After seeing the success of the nonstop flight, Alaska Airlines decided to hop on board, launching its first direct flight out of Indianapolis to Seattle next month. It will also add nonstop connections from Indianapolis to San Francisco in September.
Currently, the Indianapolis airport only offers direct international flights to Toronto, Cancun and Punta Cana.
“The Indiana global business community needs and expects national and international direct flights to retain and attract businesses in the region,” Rodriquez said.
Since the beginning of the year, Gov. Eric Holcomb has pushed for funding to improve the state’s connectivity with the world. That is why he allocated $5 million a year in his proposed biennial budget for additional nonstop flights to and from the Indianapolis International Airport.
“Investing in infrastructure means more than maintaining the roads and bridges we already have;” Holcomb said in an opinion-editorial last month, “it means securing more direct flights to national and international locations, something the global business community needs and expects.”
Shields said it’s all about attracting investment to Indiana, and direct flights is just one way of doing that.
“We’re investing a lot in roads and bridges in Indiana, and that’s physical infrastructure, and direct flights is sort of another part of the transportation equation,” Shields said. “People need to be able to move around the country.”
But with a $1.2 billion road funding plan, House Republicans did not allocate any funds for direct flights.
Sen. Luke Kenley, R-Noblesville, did include $2 million annually for direct flights in the Senate’s budget plan — $3 million less than Holcomb requested per year.
“The reality is that the businesses of America operate at high speed, and they want to have easy connections and they’ve already shown some successes with an investment in that approach,” Kenley said.
The Indiana Chamber of Commerce is not giving up the fight for the funds, specifically to fund a nonstop service from Indianapolis to Europe. Chamber Chief Executive Officer Kevin Brinegar said it’s not a matter of lawmakers failing to understand the value of direct flights, but instead is an issue of what to prioritize in this year’s “tight budget.”
“In my observation, it’s not a matter of getting it or agreeing with the concept,” Brinegar said. “It’s a matter of priorities and that fact that this is a very tight budget year and there are a lot of competing ideas and demands on the budget.”
Brinegar is still pushing for $5 million a year to help secure this nonstop flight service from Indianapolis to London, despite competing demands.

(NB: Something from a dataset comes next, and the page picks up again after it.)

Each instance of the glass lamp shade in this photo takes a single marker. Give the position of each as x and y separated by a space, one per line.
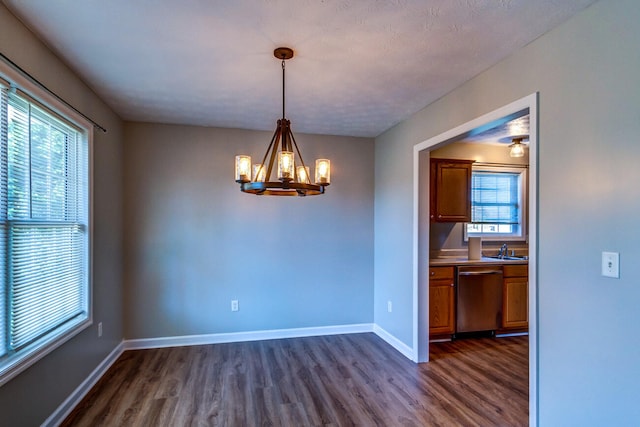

Brinegar and other business leaders say they believe there is demand for a direct flight from Indianapolis to London to eventually pay for itself. However, he said funding from the General Assembly is needed to offset the cost of gate fees and staffing that an airline would incur with a nonstop flight.
Brinegar also signed the business leaders’ letter to Kenley. More than 250 people travel from Indiana to Europe every day through connecting flights, according to the letter, which puts Indiana among the “top unserved transatlantic markets in the country.”
Lawmakers have fewer than two weeks to resolve their differences before a final version of the biennial budget is ready to send to the governor’s desk at the end of the month.
While business leaders like Raver, Shields and Brinegar hope to see funding for nonstop travel connections out of Indiana, Shields said it appears lawmakers like Kenley are moving in the right direction.
“We want to see our economy grow and this is one way we can enforce that in a positive way. We need more people to look at Indiana as a place they want to be,” Shields said. “Direct flights is one of the means to achieving economic potential.”